"Une ligne atypique"

La ligne de chemin de fer reliant Fianarantsoa à la Manakara a été inaugurée en 1936. Les archives parlent de huit millions de mètres cubes de déblais et de 225.000 mètres cubes de maçonnerie pour un parcours de moins de 170 kilomètres. La longueur des mèches d'explosif utilisées aurait atteint 1730 kilomètres, et les cartouches le nombre faramineux de 3.470.000 ! Avec son parcours souvent à flanc de falaise, ses 56 tunnels creusés à la main, ses quatre grands viaducs dont celui d'Ankeba à 40 mètres au dessus d'une vallée, sa quarantaine d'autres ouvrages d'art, le FCE comme on l'appelle est vital pour l'économie de la région, et est à lui tout seul une attraction touristique à grand spectacle..

Les connaisseurs recommandent d'effectuer le trajet plutôt dans le sens Manakara - Fianarantsoa pour mieux “vivre” la découverte de la falaise. Manakara, une petite ville portuaire du Sud Est se souvient peut-être encore du temps où elle était belle avec son quartier “européen”, ses cases traditionnelles Antemoro, et le périmètre animé du port.
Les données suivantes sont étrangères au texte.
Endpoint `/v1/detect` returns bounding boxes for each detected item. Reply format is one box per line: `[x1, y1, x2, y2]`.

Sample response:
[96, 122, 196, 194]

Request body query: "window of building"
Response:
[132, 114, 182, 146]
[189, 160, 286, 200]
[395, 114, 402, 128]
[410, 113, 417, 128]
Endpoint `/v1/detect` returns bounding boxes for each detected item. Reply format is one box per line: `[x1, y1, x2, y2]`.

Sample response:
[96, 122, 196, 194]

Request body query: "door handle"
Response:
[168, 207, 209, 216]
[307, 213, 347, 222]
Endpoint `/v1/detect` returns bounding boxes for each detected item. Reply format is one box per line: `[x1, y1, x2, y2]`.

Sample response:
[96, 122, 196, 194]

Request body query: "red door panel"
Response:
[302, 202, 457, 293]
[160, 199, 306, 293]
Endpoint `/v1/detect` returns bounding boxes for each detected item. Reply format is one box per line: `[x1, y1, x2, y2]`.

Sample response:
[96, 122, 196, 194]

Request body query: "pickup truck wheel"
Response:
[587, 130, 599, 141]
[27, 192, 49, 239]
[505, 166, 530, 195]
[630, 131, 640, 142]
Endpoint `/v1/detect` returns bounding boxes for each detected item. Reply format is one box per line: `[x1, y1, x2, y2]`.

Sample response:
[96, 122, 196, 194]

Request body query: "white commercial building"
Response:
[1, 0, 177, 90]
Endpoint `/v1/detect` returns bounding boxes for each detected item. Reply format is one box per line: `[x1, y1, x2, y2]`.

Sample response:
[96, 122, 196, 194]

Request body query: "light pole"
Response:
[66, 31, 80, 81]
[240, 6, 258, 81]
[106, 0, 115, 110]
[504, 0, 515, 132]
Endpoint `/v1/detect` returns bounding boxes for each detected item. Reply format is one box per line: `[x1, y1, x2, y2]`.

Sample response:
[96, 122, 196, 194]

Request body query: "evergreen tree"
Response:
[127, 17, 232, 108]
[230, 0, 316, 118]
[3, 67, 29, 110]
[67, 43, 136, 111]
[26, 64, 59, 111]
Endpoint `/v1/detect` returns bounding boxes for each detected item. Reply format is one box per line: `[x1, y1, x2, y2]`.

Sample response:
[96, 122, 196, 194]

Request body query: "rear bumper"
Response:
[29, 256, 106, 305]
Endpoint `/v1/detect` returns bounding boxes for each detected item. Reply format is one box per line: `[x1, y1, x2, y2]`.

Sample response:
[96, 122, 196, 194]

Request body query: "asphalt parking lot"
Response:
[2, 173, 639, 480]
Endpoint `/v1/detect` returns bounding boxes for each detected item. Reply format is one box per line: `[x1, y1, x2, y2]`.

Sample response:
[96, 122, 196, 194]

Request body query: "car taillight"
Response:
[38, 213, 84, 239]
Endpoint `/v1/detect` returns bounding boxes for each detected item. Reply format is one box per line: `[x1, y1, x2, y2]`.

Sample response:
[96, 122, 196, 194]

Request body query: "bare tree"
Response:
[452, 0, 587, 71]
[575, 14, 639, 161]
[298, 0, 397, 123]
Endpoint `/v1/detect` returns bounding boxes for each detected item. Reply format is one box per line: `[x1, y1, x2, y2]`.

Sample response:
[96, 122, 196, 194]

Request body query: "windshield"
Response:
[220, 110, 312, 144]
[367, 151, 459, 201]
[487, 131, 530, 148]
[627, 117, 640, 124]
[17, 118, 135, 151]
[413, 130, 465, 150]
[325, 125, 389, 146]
Première singularité avant de s'aligner sur la route d'Irondro en direction des marais d'Ambila, la voie traverse l'aérodrome pour une cohabitation rail-air sans problème en raison de la rareté des fréquences d'un côté comme de l'autre. La sortie d'Ambila marque la frontière entre le pays Antemoro et celui des Tanala en pleine forêt tropicale, avec leurs huttes disposées en ligne droite. Les Ravinala, “arbre du voyageur” et leur réserve d'eau marquent la végétation. Précaution tout à fait superflue de la nature dans une région à hydrographie très dense où tombent près de 3000 mm de pluie par an !
A partir de Manapatrana, un coin perdu où dans le temps les gamins proposaient des martins-pêcheurs aux voyageurs, le tracé se fait plussinueux. La succession des ouvrages d'art est impressionnante. Lors des rares lignes droites, il est possible de voir trois ou quatre tunnels à la file.

A Tolongoina commence la partie la plus spectaculaire du trajet, durant laquelle le convoi doit racheter plus de 600 m de dénivellation sur un parcours d'à peine 20 km. L'impression d'être enavion est presque parfaite.
PK 48, les chutes de la Mandriampotsy. Au dessus de la voie, une cascade d'une vingtaine de mètres, et sous le pont, une autre chute d'égale importance. La vue plonge sur la forêt de l'est en contrebas. Trois kilomètres plus haut à Andrambovato, la vue peut porter par temps dégagé jusqu'au bleu de l'Océan Indien. Un dernier coup d'oeil sur cette nature majestueuse avant de s'engouffrer dans le tunnel d'Ankarampotsy long de 1070 m. La fraîcheur succède à la chaleur, les pins aux bambous, les maisons en dur aux cases en falafa, et les Betsileo aux Tanala.
Le train requinqué avale maintenant les kilomètres à travers les champs de thé de Sahambavy, comme pressé de se remettre de toutes ces émotions à Fianarantsoa. Là est le terminus d'une ligne atypique dont la construction a été un exercice de style pour ses concepteurs, et un goulag pour tous les travailleurs forcés qui y ont laissé leur vie.